Thursday, April 23, 2009

Darwin Inspired by his Grandfather's Poetry


This recent New York Times article on Charles Darwin's great-great-Granddaughter British poet Ruth Padel's new book of poetry "Darwin: A Life in Poems" got me thinking about Darwin's other poet relative, his Grandfather Erasmus Darwin.

Here is a quote from an article in "The Guardian."

Darwin's long poem "The Botanic Garden" (1789) is one of the most extraordinary - some would say bizarre - works in English literature. Arching between two eras, it was a final exuberant flowering of Enlightenment experiment and optimism but also a glittering treasure trove of images and ideas for the coming Romantic generation, plundered by Shelley, Coleridge, Wordsworth. Four thousand lines of rhyming couplets humming above thickets of footnotes, with engravings by Blake, Fuseli and others, it consisted of two parts, "The Economy of Vegetation", and "The Loves of the Plants".

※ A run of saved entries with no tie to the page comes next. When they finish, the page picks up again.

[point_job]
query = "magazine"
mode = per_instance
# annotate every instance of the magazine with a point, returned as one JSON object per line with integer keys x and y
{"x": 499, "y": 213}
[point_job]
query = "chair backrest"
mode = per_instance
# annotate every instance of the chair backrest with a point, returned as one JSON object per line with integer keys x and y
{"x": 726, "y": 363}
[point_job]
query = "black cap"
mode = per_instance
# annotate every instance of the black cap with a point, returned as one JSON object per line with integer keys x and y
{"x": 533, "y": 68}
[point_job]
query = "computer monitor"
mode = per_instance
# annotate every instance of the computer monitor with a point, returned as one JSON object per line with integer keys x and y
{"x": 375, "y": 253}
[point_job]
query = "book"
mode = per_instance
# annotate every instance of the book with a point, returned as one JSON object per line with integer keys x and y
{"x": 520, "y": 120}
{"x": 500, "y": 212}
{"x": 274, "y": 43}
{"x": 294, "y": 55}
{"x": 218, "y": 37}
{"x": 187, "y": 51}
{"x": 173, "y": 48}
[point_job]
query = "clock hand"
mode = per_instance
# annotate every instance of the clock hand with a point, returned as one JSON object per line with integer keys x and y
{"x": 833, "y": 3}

With wit and sly humour it mixed poetry, science and startling radical notions: a sheaf of "Additional Notes" explored everything from meteors to Wedgwood's Portland vase, from clouds and coal to shell-fish and steam-engines. Most disturbing of all to contemporaries was the poem's first hint of a new theory of biological evolution - 50 years before his grandson Charles published Origin of Species.
Portrait of Erasmus Darwin by Joseph Wright- c 1792-3 (or after)

click here for the full article

For me the Times missed a crucial element by not including the full story of the Darwin family's poetry connection. Here are a few lines from Economy of Vegetation:

"LET THERE BE LIGHT!"
Astonish'd Chaos heard the potent word: -
Through all his realms the kindly Ether runs,
And the mass starts into a million suns;
Earths round each sun with quick explosions burst,

And second planets issue from the first;
Bend, as they journey with projectile force,
In bright ellipses bend their reluctant course;
Orbs wheel in orbs, round centres centres roll,
And form, self-balanced, one revolving Whole.